04-dplyr-tutorial.Rmd

# Brief Introduction to `dplyr`

```{r, echo=FALSE}
library(knitr)
knitr::opts_chunk$set(tidy.opts = list(width.cutoff = 40), tidy = TRUE)

```
The learning curve for R syntax is slow. One of the more difficult aspects that requires some getting used to is subsetting data tables. The `dplyr` package brings these tasks closer to English. The Rmd file for this section is available [here](https://github.com/gurinina/omic_sciences/blob/main/03-dplyr-tutorial.Rmd).

## What is dplyr?

dplyr is a powerful R-package to transform and summarize tabular data with rows and columns. For another explanation of dplyr see the dplyr package vignette: [Introduction to dplyr](http://cran.rstudio.com/web/packages/dplyr/vignettes/introduction.html)

## Why Is It Useful?

The package contains a set of functions (or "verbs") that perform common data manipulation operations such as filtering for rows, selecting specific columns, re-ordering rows, adding new columns and summarizing data. 

In addition, dplyr contains a useful function to perform another common task which is the "split-apply-combine" concept.  We will discuss that in a little bit. 

## How Does It Compare To Using Base Functions R?

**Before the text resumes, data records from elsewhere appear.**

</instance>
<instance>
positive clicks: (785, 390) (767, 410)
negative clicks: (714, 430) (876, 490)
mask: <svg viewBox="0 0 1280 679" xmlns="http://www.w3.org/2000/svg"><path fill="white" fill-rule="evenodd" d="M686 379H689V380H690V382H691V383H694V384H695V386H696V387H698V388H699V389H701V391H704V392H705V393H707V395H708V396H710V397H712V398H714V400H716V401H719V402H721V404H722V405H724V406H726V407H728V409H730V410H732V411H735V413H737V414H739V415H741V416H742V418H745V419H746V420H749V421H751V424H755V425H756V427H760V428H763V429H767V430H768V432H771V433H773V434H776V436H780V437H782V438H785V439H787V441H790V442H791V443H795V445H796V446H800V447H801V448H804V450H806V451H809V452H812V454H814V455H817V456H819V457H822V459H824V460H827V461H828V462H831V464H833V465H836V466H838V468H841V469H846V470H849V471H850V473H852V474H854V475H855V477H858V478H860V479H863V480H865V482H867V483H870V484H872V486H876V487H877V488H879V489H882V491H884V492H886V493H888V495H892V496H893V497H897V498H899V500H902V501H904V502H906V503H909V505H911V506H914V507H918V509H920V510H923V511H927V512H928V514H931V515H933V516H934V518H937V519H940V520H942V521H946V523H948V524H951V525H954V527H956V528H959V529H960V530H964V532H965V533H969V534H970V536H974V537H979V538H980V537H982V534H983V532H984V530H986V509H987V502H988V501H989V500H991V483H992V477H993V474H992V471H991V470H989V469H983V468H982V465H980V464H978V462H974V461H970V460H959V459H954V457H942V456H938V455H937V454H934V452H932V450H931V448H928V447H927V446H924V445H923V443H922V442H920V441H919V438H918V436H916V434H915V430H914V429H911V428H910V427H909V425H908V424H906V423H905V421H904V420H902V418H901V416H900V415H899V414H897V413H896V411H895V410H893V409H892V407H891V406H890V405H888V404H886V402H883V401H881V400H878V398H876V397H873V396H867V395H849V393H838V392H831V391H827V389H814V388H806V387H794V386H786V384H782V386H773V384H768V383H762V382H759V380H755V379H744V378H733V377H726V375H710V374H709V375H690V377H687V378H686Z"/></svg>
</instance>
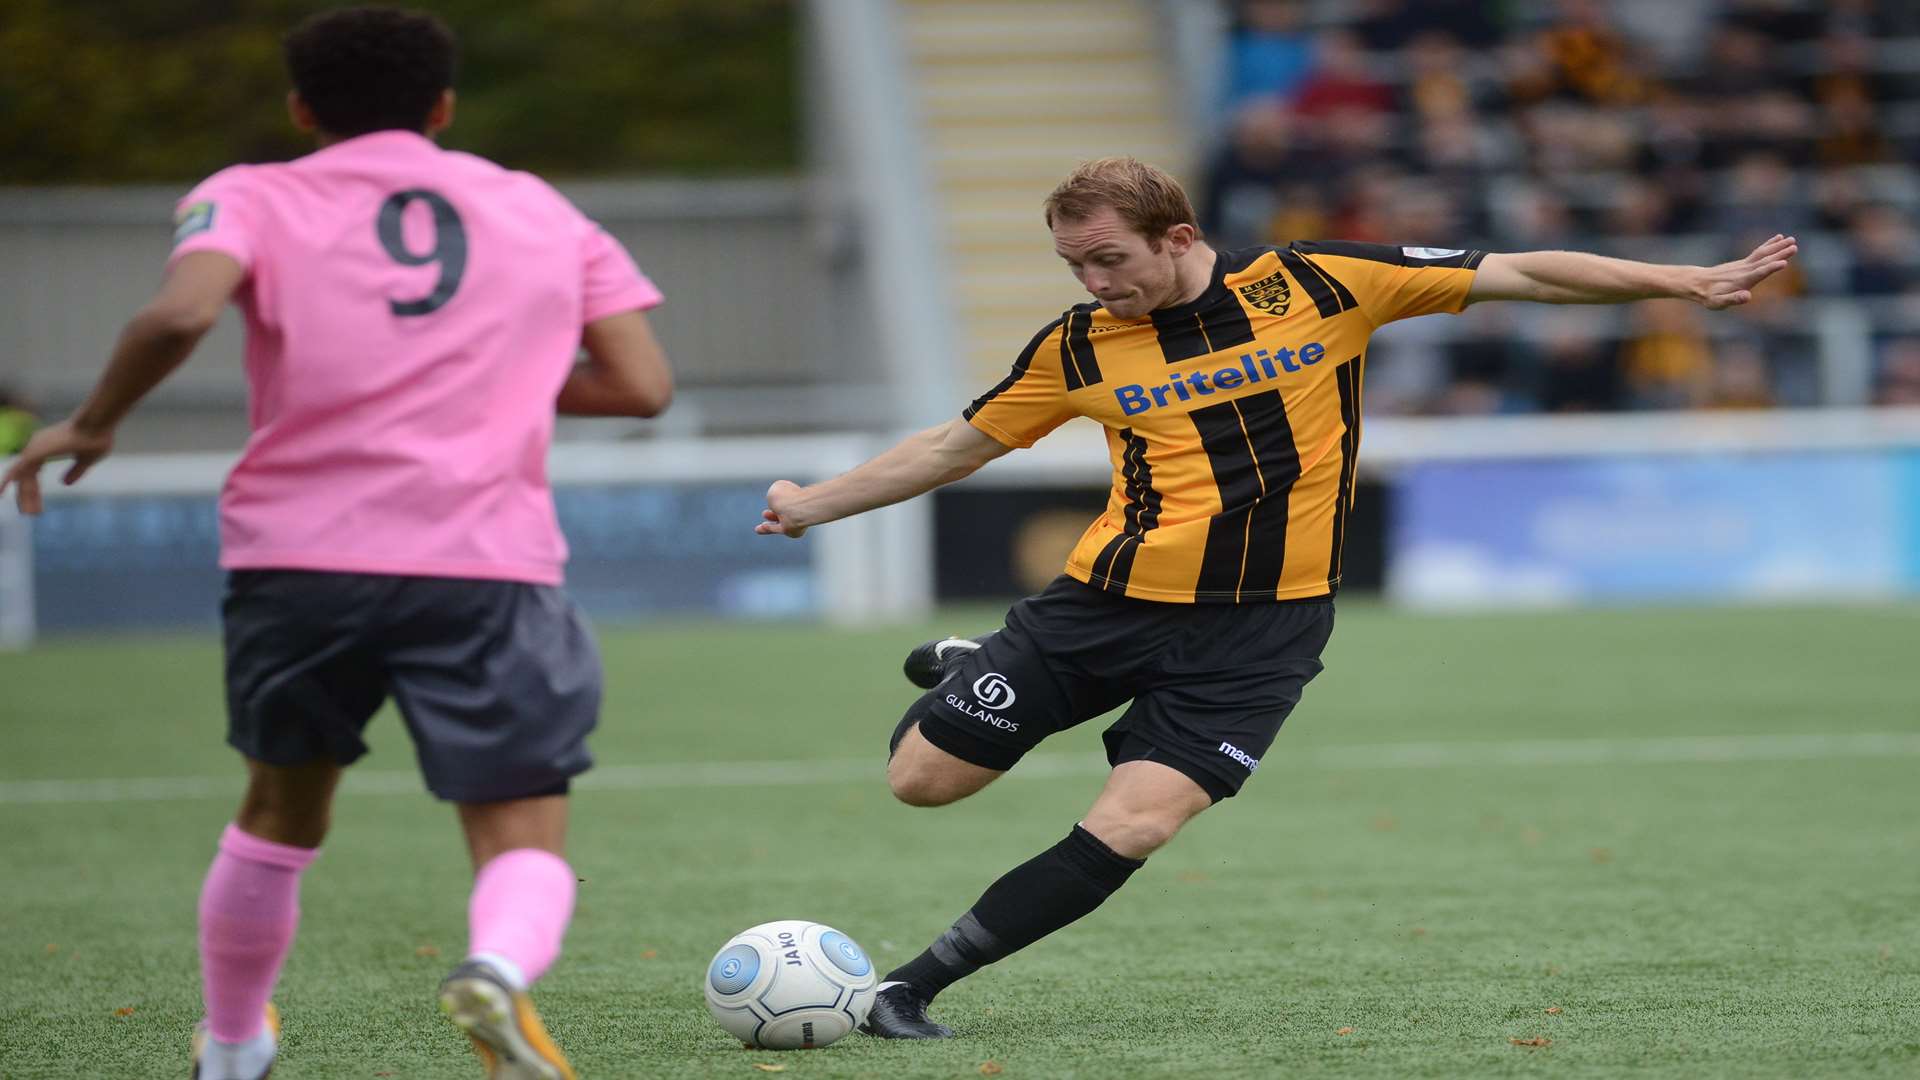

If you are familiar with R, you are probably familiar with base R functions such as split(), subset(), apply(), sapply(), lapply(), tapply() and aggregate(). Compared to base functions in R, the functions in dplyr are easier to work with, are more consistent in the syntax and are targeted for data analysis around data frames, instead of just vectors. 

## How Do I Get dplyr? 

To install dplyr:

```{r, eval=FALSE}
install.packages("dplyr")
```

To load dplyr:

```{r, message=FALSE}
library(dplyr)
```


```{r,echo=FALSE}
url <- "https://raw.githubusercontent.com/genomicsclass/dagdata/master/inst/extdata/femaleMiceWeights.csv"
filename <- "femaleMiceWeights.csv"
library(downloader)
if (!file.exists(filename)) download(url, filename)
```
Take a look at the dataset we read in:

```{r}
filename <- "femaleMiceWeights.csv"
dat <- read.csv(filename) ## previously downloaded  
head(dat) #In R Studio use View(dat)
```
There are two types of diets, which are denoted in the first column. If we want just the weights, we only need the second column. So if we want the weights for mice on the `chow` diet, we subset and filter like this:

```{r,message=FALSE}

chow <- filter(dat, Diet=="chow") #keep only the ones with chow diet
head(chow)
```

And now we can select only the column with the values:

```{r}
chowVals <- select(chow,Bodyweight)
head(chowVals)
```

A nice feature of the `dplyr` package is that you can perform consecutive tasks by using what is called a "pipe". In `dplyr` we use `%>%` to denote a pipe. This symbol tells the program to first do one thing and then do something else to the result of the first. 


## Pipe Operator: %>%

dplyr imports this operator from another package (magrittr).This operator allows you to pipe the output from one function to the input of another function. Instead of nesting functions (reading from the inside to the outside), the idea of piping is to read the functions from left to right. Hence, we can perform several data manipulations in one line. For example:


```{r}
chowVals <- filter(dat, Diet=="chow") %>% select(Bodyweight)
```

Or even more simply:
```{r}
chowVals <- dat %>% filter(Diet=="chow") %>% select(Bodyweight)
```

Now in this case, we will pipe the dat data frame to the function that will filter one column, then select one column and then pipe the new data frame to the function `head()`, which will return the head of the new data frame. 
```{r}

dat %>% filter(Diet=="chow") %>% select(Bodyweight) %>% head
```

You will soon see how useful the pipe operator is when we start to combine many functions.  
```{r}
chowVals <- dat %>% filter(Diet=="chow") %>% select(Bodyweight)
```

In the second and every task thereafter, we no longer have to specify the object we are editing since it is whatever comes from the previous call. 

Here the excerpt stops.